Jeśli jesteś jedną z tych osób które „w tych dniach” mają problem z zatrzymywaniem wody, uczuciem pełności, obrzmienia i ociężałości, pracę nad poprawą tego stanu musisz zacząć już tydzień przed planowaną miesiączką.
W upalne dni naturalnie puchniemy ponieważ płyny ustrojowe krążą wolniej, a w tkankach zbiera się limfa. Jeśli do tego dołożymy hormony, a zwłaszcza estrogen który pobudza wydzielanie wazopresyny i aldosteronu, substancji, które odpowiadają za zatrzymanie wody w organizmie i powstanie obrzęków to lepiej w ogóle nie wychodzić z domu.
Jak sobie pomóc?
- nawadniaj się! Powinnaś wypijać 40 ml czystych płynów na każdy kilogram masy ciała.
Pisząc czystych płynów mam na myśli wodę lub owocowe czy ziołowe herbaty bez cukru.
Często słyszę: „przed miesiączką robię się jak balon, więc mało piję aby nie pogarszać sprawy”.
To duży błąd. Jeśli ograniczasz płyny, organizm dostaje sygnał o zbyt małej podaży i zatrzymuje to, co dostaje. A dostaje także w pokarmach z tym, że pokarmy dodatkowo zawierają sól. Jeśli mało pijesz, mało wydalasz, a jak mało wydalasz gromadzisz sód, który jest składnikiem soli. Nagromadzony sód utrudnia odpływ wody z tkanek.

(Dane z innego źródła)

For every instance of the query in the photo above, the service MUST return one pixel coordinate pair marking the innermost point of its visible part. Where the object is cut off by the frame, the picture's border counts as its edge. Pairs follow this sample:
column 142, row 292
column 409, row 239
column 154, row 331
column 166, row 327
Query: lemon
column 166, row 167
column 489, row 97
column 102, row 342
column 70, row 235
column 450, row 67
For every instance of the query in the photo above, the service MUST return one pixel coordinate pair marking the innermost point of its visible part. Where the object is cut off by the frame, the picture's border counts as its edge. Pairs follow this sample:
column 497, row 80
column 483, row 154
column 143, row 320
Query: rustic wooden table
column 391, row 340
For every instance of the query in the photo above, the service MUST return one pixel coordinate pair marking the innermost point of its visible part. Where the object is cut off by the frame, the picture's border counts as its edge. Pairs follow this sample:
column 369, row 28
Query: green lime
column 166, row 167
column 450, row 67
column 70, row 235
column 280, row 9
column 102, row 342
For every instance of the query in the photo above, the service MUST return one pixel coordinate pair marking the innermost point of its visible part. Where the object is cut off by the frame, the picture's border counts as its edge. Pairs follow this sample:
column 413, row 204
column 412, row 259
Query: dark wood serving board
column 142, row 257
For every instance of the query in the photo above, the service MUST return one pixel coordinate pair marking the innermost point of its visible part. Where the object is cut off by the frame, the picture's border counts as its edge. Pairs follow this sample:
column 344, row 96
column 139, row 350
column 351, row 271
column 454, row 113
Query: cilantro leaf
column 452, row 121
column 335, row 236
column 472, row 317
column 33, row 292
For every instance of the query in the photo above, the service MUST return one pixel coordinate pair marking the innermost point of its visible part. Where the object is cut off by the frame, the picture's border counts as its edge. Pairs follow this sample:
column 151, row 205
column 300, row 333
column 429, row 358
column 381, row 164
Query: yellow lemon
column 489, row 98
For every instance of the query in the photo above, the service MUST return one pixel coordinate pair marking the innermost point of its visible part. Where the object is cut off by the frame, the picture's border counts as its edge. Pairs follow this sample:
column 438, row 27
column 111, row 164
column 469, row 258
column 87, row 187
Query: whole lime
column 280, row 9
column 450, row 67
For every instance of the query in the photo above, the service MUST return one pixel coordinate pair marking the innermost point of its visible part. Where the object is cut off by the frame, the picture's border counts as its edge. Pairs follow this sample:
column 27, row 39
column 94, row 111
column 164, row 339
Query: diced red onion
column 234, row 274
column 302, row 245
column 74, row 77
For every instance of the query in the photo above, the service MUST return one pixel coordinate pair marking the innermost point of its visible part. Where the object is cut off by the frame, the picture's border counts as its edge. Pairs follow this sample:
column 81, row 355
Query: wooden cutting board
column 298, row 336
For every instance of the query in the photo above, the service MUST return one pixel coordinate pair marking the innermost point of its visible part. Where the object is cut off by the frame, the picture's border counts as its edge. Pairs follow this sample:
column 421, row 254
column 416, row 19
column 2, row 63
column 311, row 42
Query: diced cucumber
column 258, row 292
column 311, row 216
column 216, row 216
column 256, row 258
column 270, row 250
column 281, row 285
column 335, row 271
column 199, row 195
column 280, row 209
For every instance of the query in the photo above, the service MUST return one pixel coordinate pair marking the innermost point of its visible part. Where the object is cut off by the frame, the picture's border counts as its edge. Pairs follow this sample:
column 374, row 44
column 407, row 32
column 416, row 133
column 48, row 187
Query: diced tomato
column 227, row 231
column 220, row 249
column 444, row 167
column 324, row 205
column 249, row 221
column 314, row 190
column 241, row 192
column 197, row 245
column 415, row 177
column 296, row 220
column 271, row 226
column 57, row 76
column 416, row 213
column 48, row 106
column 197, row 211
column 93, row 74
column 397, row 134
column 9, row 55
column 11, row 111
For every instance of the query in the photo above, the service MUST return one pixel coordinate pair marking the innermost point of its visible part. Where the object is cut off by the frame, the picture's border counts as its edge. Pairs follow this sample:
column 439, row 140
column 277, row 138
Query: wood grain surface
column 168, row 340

Dodatkowo w czasie upałów po pierwsze pocimy się więc tracimy dużo wody, po drugie potrzebujemy jej aby najzwyczajniej w świecie schłodzić się od środka. Noś butelkę wody w torebce. W pracy na biurku miej kolejną. Także w domu w wirze prac domowych nie zapominaj o piciu.

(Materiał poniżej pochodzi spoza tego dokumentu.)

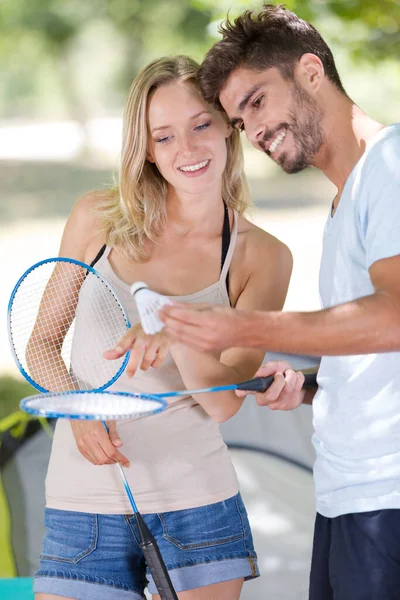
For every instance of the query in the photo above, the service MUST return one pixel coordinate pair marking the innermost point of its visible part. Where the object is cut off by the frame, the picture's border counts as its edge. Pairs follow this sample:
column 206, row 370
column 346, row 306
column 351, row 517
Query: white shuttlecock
column 148, row 304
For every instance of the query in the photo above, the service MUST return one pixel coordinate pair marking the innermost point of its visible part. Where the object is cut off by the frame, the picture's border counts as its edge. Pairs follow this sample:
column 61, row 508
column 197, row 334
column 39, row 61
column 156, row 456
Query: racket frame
column 24, row 405
column 86, row 267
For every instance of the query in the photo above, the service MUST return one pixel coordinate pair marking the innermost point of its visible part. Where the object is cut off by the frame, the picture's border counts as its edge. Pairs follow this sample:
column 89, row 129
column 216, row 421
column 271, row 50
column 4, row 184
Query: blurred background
column 65, row 69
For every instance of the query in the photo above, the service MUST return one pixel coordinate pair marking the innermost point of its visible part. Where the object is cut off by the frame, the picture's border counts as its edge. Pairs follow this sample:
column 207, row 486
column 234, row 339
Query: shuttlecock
column 148, row 304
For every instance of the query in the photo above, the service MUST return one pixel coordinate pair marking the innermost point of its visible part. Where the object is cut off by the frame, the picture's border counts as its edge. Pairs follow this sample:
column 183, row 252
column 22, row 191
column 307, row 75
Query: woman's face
column 187, row 138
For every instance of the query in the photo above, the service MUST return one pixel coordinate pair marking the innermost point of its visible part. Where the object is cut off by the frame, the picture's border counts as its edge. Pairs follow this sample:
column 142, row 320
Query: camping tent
column 273, row 455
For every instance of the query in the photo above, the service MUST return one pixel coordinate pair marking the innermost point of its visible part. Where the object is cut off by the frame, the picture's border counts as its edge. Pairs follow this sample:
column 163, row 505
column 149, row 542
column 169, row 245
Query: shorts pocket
column 70, row 536
column 203, row 527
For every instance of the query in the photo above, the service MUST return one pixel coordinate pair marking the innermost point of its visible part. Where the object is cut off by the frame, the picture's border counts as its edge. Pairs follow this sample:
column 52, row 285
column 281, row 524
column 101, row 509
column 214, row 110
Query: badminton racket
column 256, row 385
column 62, row 316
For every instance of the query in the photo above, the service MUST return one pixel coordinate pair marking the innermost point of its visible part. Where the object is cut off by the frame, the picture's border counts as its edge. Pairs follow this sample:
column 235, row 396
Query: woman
column 174, row 222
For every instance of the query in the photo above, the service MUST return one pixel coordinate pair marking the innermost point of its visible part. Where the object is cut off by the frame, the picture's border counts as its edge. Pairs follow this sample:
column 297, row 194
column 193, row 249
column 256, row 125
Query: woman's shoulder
column 83, row 235
column 255, row 241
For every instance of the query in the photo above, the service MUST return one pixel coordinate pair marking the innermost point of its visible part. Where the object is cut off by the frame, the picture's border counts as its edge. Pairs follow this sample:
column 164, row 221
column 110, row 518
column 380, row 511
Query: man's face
column 279, row 116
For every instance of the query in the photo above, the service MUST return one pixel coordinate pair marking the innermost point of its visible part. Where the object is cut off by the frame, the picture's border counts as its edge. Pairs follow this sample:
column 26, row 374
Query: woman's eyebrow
column 202, row 112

Jeśli puchniesz bardzo pij herbatę z pokrzywy, żurawiny i czystka. Działają moczopędnie. Pięknie zrzucają nagromadzoną wodę. - zredukuj do minimum ilość spożywanej soli. Maksymalna ilość jaką możesz spożyć to 4 gramy dziennie. Najlepiej będzie jak odważysz potrzebną ilość i przełożysz do pojemnika np. szklanego kieliszka. Tym sposobem w prosty sposób będziesz w stanie tę ilość kontrolować.
Pamiętaj, że sól znajduje się też w wielu produktach gotowych. Unikaj więc wędlin, kiełbas, kabanosów, żółtych serów, serów topionych, dań w octowych zalewach, ketchupu, musztardy, kiszonej kapusty, kiszonych ogórków i oczywiście słonych przekąsek. Spożywając żywność gotową kompletnie tracisz kontrolę nad ilością spożywanej soli.

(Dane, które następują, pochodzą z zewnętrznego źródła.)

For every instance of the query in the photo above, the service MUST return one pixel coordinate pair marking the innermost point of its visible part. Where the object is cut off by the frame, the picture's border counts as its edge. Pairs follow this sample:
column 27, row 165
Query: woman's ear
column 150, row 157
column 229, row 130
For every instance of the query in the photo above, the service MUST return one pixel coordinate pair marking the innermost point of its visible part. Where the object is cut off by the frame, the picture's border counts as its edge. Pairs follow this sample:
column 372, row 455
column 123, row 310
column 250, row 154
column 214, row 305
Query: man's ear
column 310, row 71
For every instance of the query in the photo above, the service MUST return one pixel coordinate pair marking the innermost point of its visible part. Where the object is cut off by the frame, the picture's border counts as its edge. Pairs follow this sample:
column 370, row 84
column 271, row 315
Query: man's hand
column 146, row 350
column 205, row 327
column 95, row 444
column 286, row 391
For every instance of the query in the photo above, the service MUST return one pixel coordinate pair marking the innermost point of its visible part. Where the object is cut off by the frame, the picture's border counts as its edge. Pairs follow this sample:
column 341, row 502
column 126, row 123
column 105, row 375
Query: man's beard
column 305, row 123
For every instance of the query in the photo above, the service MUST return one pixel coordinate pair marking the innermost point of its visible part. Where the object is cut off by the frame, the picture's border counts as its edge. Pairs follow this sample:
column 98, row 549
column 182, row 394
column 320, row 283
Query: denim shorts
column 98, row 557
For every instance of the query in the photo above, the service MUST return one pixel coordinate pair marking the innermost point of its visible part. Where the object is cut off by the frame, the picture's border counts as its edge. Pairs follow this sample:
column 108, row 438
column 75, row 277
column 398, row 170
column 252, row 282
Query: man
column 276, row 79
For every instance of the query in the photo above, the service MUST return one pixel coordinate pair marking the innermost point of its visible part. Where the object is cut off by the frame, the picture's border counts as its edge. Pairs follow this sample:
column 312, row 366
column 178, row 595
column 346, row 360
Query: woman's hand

Uważaj też w trakcie letnich spotkań przy grillu! Wszelkie marynaty do grillowanych mięs opierają się na solidnej dawce soli, zwłaszcza w tych gotowych zestawach sprzedawanych w supermarketach.
- wodę zatrzymuje także cukier więc w tych dniach całkowicie wyeliminuj słodycze oraz słodkie gazowane napoje.
- stosuj dietę lekkostrawną, nieobciążającą. Jedz dużo produktów/potraw mających płynną konsystencję np.zupy, koktajle. Pamiętaj aby jeść często, ale małe porcje. Zbyt duża ilość jedzenia obciąża i żołądek i wątrobę. Wzdęcia i gazy to ostatnia rzecz jakiej Ci teraz potrzeba do szczęścia.
- spożywaj produkty bogate w potas który reguluje gospodarkę wodną zapobiegając obrzękom i zatrzymaniu wody.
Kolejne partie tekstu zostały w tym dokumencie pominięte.